Paul Jacobs delivers a tour de force in NSO premiere of Rouse Organ Concerto

Fri May 12, 2017 at 12:12 pm

Paul Jacobs gave the Washington premiere of Christopher Rouse’s Organ Concerto with the NSO Thursday night.

Christopher Rouse is one of the most engaging symphonic composers working in the United States at present. The National Symphony Orchestra performed the Baltimore-born composer’s Trombone Concerto earlier this year, and it was one of three commissioning orchestras behind his new Organ Concerto. The NSO gave the local premiere of Rouse’s 20-minute work Thursday night, under the leadership of guest conductor Gustavo Gimeno.

The first movement opened with a calamitous tumult of sound, a dissonant thicket of clashes. Organist Paul Jacobs, for whom the riotously challenging solo part was written, rose out of that chaos on a long toccata-like section for the manuals, his fingers flying over the keyboards of the Kennedy Center Concert Hall organ. The chaos was intended, no doubt, but the frenetic pacing of this movement by Gimeno was uneven, the metric shifts between orchestra and soloist not quite aligning.

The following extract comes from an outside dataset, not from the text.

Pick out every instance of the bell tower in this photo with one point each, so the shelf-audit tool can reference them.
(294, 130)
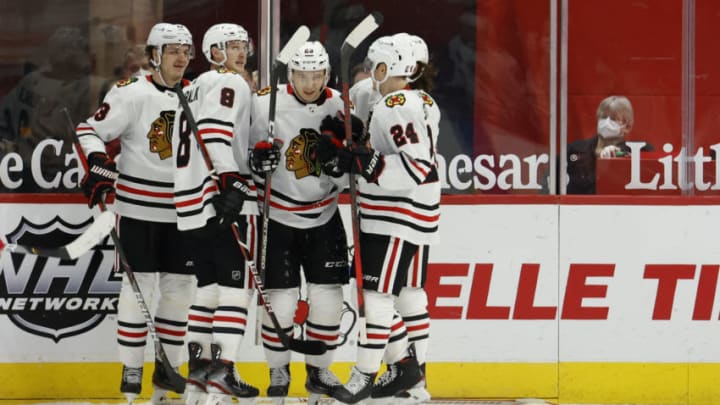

Rouse created his most evocative sounds in the gloomy second movement, which made the most of the unusual orchestration he chose, eschewing woodwinds except for bass clarinet and contrabassoon. As the piece sank into the depths, the contrabassoon and low strings lamented over a keening organ ostinato. Rouse made an arc from the opening cluster of dissonance through more and more consonant harmonies until the second movement came to rest, perhaps too sweetly, on a major chord.

A third movement that was too similar in quality to the first weakened the overall effect of the piece. From the major chord, a dancing subject grew through contrapuntal treatment, percolating through the orchestra, gradually taking us back to another dissonant cluster at the end.

Jacobs was astounding in his technique at both manuals and pedals—his orchestral registrations filling out the piece in a way that blended almost imperceptibly with the orchestra, supplying those missing woodwind sonorities. The soloist capped the evening with a no-holds-barred rendition of Bach’s dizzying Fugue in D major, BWV 532, shorn of its prelude.

Some of the Organ Concerto’s weaker moments in this performance may have been due to Gimeno’s leadership. In the opening work, the rather unimaginative choice of the Suite No. 1 from Tchaikovsky’s Nutcracker, the Valencia-born conductor’s gestures seemed rushed and  the music choppy in style. Violins were not on the same track in the “Miniature Overture,” and the March seemed too fast for its own good.

Gustavo Gimeno

Principal musicians did well in their star turns. Lambert Orkis, playing celesta, was light as a feather in the “Dance of the Sugar Plum Fairy,” and harpist Adriana Horne, florid in the lengthy introduction to the concluding “Waltz of the Flowers.” Gimeno seemed unable to coordinate the rubato in the latter movement, and both the “Russian Dance” and “Chinese Dance” felt unsettled in tempo. The flute section shone brightly, perfectly in step together in the “Dance of the Reed Flutes.” For such an attractive and varied score, Gimeno’s performance was too often plain and four-square.

The conductor had similar issues in another glistening demonstration of Russian orchestration, Rimsky-Korsakov’s Scheherazade. Fortunately, the NSO musicians provided ample highlights, beginning with concertmaster Nurit Bar-Josef, whose violin glowed with spellbinding ardor as the eponymous storyteller. The honeyed tone she brought to this famous part set the whole piece a notch above the norm, making one believe that the cruel sultan could truly stay his hand just to hear that voice for one more night.

Various details of the stories recounted in the work came into beautiful relief, with excellent playing from principal bassoonist Sue Heineman and principal oboist Nicholas Stovall in the second movement. The violins provided luscious sound on the love themes of the third movement, complemented by arching, amorous sighs from clarinet and flute. The precisely drilled fourth movement, crisp of articulation, made for a satisfying conclusion to the evening.

The program will be repeated 8 p.m. Friday and Saturday in the Kennedy Center Concert Hall. kennedy-center.org; 202-467-4600.


One Response to “Paul Jacobs delivers a tour de force in NSO premiere of Rouse Organ Concerto”

  1. Posted May 20, 2017 at 10:52 pm by tubarec

    incoherent review…the orchestra played alone???